ECLI:NL:HR:2017:226

Hoge Raad

Datum uitspraak
14 februari 2017
Publicatiedatum
15 februari 2017
Zaaknummer
14/06168
Instantie
Hoge Raad
Type
Uitspraak
Rechtsgebied
Strafrecht
Procedures
  • Cassatie
Vindplaatsen
  • Rechtspraak.nl
AI samenvatting door LexboostAutomatisch gegenereerd

Medeplichtigheid aan het telen van hennep; beoordeling van opzet en bewijsvoering

In deze zaak gaat het om de medeplichtigheid aan het telen van hennep. De verdachte, geboren in 1966, heeft een beroep in cassatie ingesteld tegen een arrest van het Gerechtshof 's-Hertogenbosch. Het hof had vastgesteld dat in de periode van 19 juli 2011 tot 30 oktober 2011 in een pand aan de [a-straat] in Stein hennepplanten waren geteeld. De verdachte had dit pand gehuurd en zou opzettelijk gelegenheid hebben verschaft voor de teelt van hennep. De Hoge Raad oordeelt dat de bewezenverklaring van opzet op medeplichtigheid niet zonder meer uit de bewijsvoering van het hof kan worden afgeleid. Voor de bewezenverklaring is vereist dat niet alleen wordt bewezen dat het opzet van de verdachte gericht was op het verschaffen van gelegenheid, maar ook dat dit opzet gericht was op het door de dader gepleegde misdrijf.
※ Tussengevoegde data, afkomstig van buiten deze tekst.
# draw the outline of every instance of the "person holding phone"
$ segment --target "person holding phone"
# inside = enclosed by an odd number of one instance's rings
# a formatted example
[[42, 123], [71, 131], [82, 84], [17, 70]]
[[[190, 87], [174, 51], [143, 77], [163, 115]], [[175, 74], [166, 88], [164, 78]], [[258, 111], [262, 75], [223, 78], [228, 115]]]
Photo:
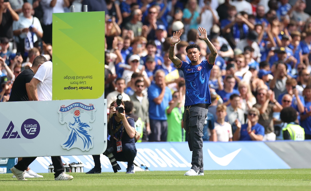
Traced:
[[[297, 87], [297, 88], [296, 88]], [[303, 113], [304, 111], [304, 97], [299, 94], [299, 89], [302, 89], [300, 87], [297, 85], [297, 81], [295, 78], [288, 79], [286, 80], [285, 85], [287, 92], [280, 95], [277, 99], [277, 101], [280, 104], [282, 104], [282, 98], [285, 94], [288, 94], [293, 97], [291, 107], [293, 107], [299, 113]], [[302, 93], [303, 90], [301, 90]], [[300, 115], [298, 115], [298, 119], [300, 119]]]

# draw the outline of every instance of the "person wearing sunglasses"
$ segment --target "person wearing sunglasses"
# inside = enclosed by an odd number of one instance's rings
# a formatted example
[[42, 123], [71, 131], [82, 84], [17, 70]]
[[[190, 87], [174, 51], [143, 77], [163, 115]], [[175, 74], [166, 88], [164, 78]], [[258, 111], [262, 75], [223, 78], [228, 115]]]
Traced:
[[259, 110], [253, 108], [248, 110], [247, 123], [241, 125], [237, 119], [235, 124], [237, 128], [233, 134], [233, 140], [262, 140], [265, 128], [258, 123], [260, 115]]

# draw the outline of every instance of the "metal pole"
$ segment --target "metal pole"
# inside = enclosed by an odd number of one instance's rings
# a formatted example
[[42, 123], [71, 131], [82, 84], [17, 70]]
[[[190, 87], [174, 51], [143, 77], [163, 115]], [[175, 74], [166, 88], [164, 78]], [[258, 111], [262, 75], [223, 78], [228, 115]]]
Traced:
[[87, 5], [84, 5], [83, 6], [83, 12], [87, 12]]

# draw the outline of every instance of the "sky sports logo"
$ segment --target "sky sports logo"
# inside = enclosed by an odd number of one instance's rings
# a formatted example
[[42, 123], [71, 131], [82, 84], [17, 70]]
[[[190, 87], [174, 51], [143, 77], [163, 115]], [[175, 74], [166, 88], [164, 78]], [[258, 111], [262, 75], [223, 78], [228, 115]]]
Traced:
[[[2, 139], [20, 138], [21, 136], [17, 131], [15, 131], [14, 127], [14, 125], [11, 121], [2, 136]], [[39, 134], [40, 125], [36, 120], [28, 119], [23, 123], [21, 130], [22, 134], [25, 138], [31, 139], [35, 138]]]

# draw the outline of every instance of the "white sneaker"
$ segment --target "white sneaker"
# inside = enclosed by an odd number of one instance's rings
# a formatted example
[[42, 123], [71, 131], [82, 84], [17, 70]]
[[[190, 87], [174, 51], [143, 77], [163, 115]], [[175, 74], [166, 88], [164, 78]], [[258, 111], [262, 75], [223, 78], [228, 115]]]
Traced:
[[[29, 170], [28, 171], [26, 171], [26, 172], [27, 172], [27, 174], [28, 174], [29, 175], [33, 176], [35, 178], [43, 178], [43, 176], [42, 175], [38, 175], [38, 174], [36, 173], [34, 171], [32, 170], [30, 168], [29, 168]], [[26, 174], [25, 174], [25, 177], [27, 178], [26, 177]], [[32, 177], [31, 177], [32, 178]]]
[[[27, 171], [25, 171], [25, 172], [27, 172]], [[25, 178], [35, 178], [35, 176], [33, 176], [32, 175], [30, 175], [28, 173], [25, 173], [25, 174], [24, 175], [24, 176], [25, 176]], [[16, 178], [16, 176], [15, 175], [13, 175], [13, 176], [12, 176], [12, 177]]]
[[69, 180], [73, 178], [73, 177], [63, 172], [58, 176], [55, 178], [55, 180]]
[[200, 171], [198, 171], [197, 172], [196, 172], [192, 168], [183, 175], [185, 176], [198, 176], [200, 174]]
[[13, 174], [15, 175], [15, 177], [19, 180], [28, 180], [25, 179], [25, 173], [26, 173], [25, 171], [20, 171], [14, 167], [12, 167], [12, 168], [10, 170], [11, 170], [11, 171], [13, 173]]

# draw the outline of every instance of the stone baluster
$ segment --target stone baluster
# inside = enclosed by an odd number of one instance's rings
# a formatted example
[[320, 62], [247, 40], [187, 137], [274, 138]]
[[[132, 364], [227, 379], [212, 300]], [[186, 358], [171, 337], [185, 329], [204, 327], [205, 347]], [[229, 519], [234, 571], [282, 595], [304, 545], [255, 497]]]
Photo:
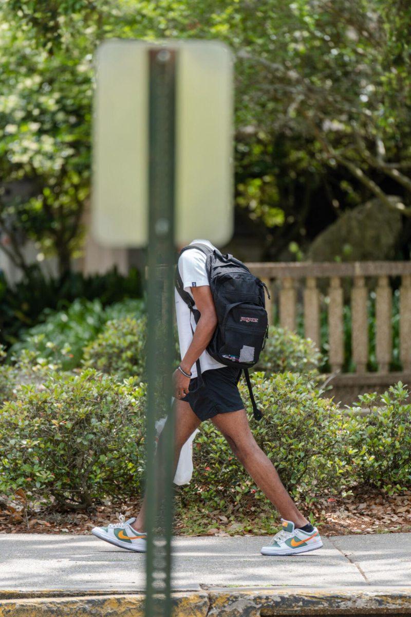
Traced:
[[400, 289], [400, 358], [403, 371], [411, 371], [411, 275], [403, 275]]
[[344, 363], [343, 289], [339, 276], [330, 279], [328, 306], [328, 357], [333, 372], [341, 371]]
[[295, 330], [296, 291], [294, 280], [287, 276], [282, 280], [280, 290], [280, 323], [283, 328]]
[[392, 292], [387, 276], [378, 276], [376, 292], [376, 335], [375, 348], [378, 370], [388, 373], [391, 360]]
[[274, 320], [274, 286], [272, 284], [271, 280], [269, 278], [262, 278], [261, 281], [267, 285], [267, 289], [268, 289], [269, 293], [271, 296], [269, 298], [268, 296], [264, 291], [266, 294], [266, 310], [267, 311], [267, 315], [268, 316], [268, 325], [269, 326], [272, 325], [272, 322]]
[[354, 276], [351, 291], [351, 349], [357, 373], [367, 371], [368, 356], [368, 290], [364, 276]]
[[318, 347], [320, 336], [320, 292], [314, 276], [307, 276], [304, 289], [304, 329], [307, 338], [311, 339]]

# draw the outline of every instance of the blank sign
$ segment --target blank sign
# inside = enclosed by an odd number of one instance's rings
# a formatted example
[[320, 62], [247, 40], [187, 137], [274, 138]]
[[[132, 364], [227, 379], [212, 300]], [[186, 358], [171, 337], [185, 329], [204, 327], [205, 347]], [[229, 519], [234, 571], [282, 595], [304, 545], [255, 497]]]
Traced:
[[148, 242], [149, 50], [176, 62], [176, 241], [232, 235], [232, 59], [216, 41], [112, 39], [97, 57], [92, 230], [111, 247]]

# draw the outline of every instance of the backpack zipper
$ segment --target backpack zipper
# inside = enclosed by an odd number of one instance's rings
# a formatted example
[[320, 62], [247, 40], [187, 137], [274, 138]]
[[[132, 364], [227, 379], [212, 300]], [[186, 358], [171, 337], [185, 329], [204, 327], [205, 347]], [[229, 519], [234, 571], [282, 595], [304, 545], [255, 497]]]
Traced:
[[263, 287], [266, 288], [266, 291], [267, 292], [267, 295], [268, 296], [268, 299], [271, 300], [271, 296], [270, 296], [270, 292], [268, 291], [268, 288], [267, 285], [265, 283], [263, 283], [262, 281], [261, 281], [261, 284], [262, 285]]

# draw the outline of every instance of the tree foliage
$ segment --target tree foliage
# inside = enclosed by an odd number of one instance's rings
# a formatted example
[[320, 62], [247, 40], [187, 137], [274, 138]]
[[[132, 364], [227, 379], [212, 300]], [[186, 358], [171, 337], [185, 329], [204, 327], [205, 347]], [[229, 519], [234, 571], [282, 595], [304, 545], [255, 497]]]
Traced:
[[[93, 54], [113, 36], [230, 45], [237, 204], [265, 230], [269, 252], [315, 227], [319, 194], [325, 218], [373, 196], [411, 212], [405, 0], [6, 0], [0, 12], [0, 227], [21, 267], [21, 237], [37, 242], [40, 259], [57, 254], [60, 273], [78, 250]], [[30, 196], [7, 197], [23, 179]]]

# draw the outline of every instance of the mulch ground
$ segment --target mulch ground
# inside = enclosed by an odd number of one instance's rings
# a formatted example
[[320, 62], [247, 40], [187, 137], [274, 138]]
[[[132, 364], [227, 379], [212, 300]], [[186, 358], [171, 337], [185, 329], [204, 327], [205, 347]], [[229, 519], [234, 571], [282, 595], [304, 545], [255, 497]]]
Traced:
[[[115, 523], [119, 514], [136, 515], [139, 502], [106, 502], [87, 512], [60, 513], [39, 508], [28, 510], [21, 492], [0, 510], [0, 533], [87, 534], [96, 526]], [[299, 504], [306, 515], [311, 512], [325, 536], [411, 531], [411, 491], [389, 496], [376, 491], [358, 491], [342, 498], [325, 497], [309, 510]], [[210, 511], [203, 506], [179, 508], [175, 520], [177, 535], [232, 536], [272, 534], [279, 523], [266, 505], [250, 500], [246, 507], [230, 506]]]

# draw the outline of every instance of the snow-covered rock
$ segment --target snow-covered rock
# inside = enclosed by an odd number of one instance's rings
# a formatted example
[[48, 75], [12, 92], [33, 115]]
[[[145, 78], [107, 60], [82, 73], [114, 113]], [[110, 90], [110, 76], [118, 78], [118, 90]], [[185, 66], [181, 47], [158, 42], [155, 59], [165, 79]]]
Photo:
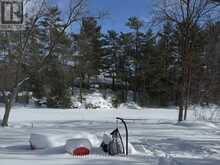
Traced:
[[88, 155], [91, 149], [92, 144], [88, 139], [70, 139], [65, 145], [65, 150], [72, 155]]

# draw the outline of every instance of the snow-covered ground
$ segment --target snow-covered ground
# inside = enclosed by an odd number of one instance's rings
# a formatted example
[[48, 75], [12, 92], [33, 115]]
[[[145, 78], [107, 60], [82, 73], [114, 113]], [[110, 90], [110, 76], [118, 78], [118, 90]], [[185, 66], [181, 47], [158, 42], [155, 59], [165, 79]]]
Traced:
[[[175, 109], [62, 110], [16, 107], [10, 127], [0, 128], [0, 165], [219, 165], [220, 123], [189, 121], [178, 124]], [[0, 117], [3, 107], [0, 108]], [[104, 133], [116, 128], [116, 117], [128, 120], [129, 156], [110, 157], [99, 149]], [[124, 136], [123, 126], [119, 129]], [[50, 135], [54, 146], [31, 150], [31, 133]], [[67, 139], [88, 138], [91, 155], [73, 157]]]

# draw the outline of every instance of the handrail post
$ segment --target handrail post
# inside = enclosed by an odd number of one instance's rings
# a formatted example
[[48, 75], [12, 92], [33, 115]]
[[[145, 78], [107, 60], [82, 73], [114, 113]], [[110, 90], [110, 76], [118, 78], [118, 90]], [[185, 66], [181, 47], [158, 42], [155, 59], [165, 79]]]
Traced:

De Hoge Raad vernietigt de bestreden uitspraak van het hof, maar uitsluitend wat betreft de beslissingen ter zake van het onder 1 subsidiair tenlastegelegde. De zaak wordt terugverwezen naar het Gerechtshof 's-Hertogenbosch voor herbehandeling.

Uitspraak

14 februari 2017
Strafkamer
nr. S 14/06168
AJ/DAZ
Hoge Raad der Nederlanden
Arrest
op het beroep in cassatie tegen een arrest van het Gerechtshof 's-Hertogenbosch van 21 november 2014, nummer 20/001805-13, in de strafzaak tegen:
[verdachte], geboren te [geboorteplaats] op [geboortedatum] 1966.

1.Geding in cassatie

Het beroep - dat blijkens de daarvan opgemaakt akte uitsluitend is gericht tegen de beslissingen ter zake van "het onder feit 1 subsidiair bewezenverklaarde" - is ingesteld door de verdachte. Namens deze heeft B.A.M. Hendrix, advocaat te Sittard, bij schriftuur middelen van cassatie voorgesteld. De schriftuur is aan dit arrest gehecht en maakt daarvan deel uit.
De Advocaat-Generaal A.E. Harteveld heeft geconcludeerd tot vernietiging van het bestreden arrest, maar uitsluitend wat betreft de beslissingen ten aanzien van het onder 1 subsidiair tenlastegelegde en de strafoplegging en tot terugwijzing van de zaak naar het Gerechtshof 's-Hertogenbosch teneinde in zoverre op het bestaande hoger beroep opnieuw te worden berecht en afgedaan.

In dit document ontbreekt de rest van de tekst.